昨年は大変お世話になりました。
今年もどうぞよろしくお願いいたします。

昨年は、静かの基地として担当した映画音楽に始まり、春から梅雨にかけてSaravah東京でのピアノソロと教育関連の広告音楽。夏から冬にかけて静かの基地のレコーディングとリリース準備、年末は映画音楽(もうすぐお披露目!)。一度きりではなくこの先も続く出会いや試みに、今年も非常に楽しみにしています。

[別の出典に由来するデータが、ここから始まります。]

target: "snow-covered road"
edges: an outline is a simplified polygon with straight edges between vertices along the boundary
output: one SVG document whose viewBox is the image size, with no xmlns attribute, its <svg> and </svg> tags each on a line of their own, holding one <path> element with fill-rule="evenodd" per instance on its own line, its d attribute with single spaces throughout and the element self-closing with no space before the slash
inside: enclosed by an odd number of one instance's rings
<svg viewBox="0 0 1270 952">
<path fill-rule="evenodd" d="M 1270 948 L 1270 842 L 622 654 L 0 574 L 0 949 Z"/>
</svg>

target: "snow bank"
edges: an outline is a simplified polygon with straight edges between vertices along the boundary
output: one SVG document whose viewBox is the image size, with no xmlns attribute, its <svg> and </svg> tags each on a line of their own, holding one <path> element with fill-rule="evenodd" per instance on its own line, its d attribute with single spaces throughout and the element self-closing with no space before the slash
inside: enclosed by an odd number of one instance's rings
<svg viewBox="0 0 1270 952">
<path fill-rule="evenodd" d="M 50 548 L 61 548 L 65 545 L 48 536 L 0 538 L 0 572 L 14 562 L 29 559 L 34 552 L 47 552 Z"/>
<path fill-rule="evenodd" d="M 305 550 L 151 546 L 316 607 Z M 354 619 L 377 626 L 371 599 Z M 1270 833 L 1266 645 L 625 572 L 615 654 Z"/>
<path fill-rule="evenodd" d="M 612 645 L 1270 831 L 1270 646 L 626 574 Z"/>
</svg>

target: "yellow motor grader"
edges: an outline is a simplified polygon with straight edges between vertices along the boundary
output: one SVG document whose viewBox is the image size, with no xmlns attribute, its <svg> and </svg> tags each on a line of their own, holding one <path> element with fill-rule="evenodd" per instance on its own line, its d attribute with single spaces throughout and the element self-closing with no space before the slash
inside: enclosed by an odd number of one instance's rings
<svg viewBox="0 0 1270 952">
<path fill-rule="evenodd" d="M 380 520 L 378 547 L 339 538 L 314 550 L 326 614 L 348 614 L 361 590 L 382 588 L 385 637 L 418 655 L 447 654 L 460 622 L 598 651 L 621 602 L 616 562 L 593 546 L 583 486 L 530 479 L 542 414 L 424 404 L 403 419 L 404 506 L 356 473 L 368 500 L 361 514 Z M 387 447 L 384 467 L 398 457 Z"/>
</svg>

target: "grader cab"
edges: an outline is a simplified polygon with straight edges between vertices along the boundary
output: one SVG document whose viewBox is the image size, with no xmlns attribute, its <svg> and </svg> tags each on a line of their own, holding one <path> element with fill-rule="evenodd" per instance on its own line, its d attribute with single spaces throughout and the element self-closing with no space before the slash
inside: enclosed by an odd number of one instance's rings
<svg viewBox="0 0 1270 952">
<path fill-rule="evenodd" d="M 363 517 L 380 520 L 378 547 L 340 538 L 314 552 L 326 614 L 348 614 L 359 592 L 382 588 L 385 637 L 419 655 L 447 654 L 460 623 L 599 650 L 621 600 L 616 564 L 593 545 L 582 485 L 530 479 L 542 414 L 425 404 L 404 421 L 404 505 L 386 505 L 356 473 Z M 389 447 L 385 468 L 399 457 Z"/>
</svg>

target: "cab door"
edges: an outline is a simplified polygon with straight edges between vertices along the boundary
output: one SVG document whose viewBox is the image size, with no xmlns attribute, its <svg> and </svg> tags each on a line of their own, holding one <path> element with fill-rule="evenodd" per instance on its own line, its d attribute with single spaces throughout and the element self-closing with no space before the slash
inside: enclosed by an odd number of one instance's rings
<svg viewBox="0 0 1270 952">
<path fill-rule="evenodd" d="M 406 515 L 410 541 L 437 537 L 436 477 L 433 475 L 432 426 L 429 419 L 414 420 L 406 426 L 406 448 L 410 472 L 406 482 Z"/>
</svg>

昨年末の大掃除(結局、途中で中断したのですが)で初めて断捨離というものを敢行しました。
なにぶん、あまりにも捨てられない性格なゆえに中学生の時にライブハウスでもらった謎のメロコアバンドの缶バッジなんかも全て無造作に仕舞ってある有様なのです。

捨てるか捨てまいか、と化石(例えば2009年のツタヤで借りたレシートを眺めながら、ああ震災前のレシートなのだなあと思ったり)と向き合う中で、結局不要すぎるものは捨ててしまったのですが、古い物に喚起されて立ち現れる過去はどれも反省が入り混じって、それはそれは感傷的なひと時でした。

大掃除のお供としてずっとラヴェルばかり聴いていたのですが、お気に入りのひとつが古風なメヌエット(Menuet Antique)。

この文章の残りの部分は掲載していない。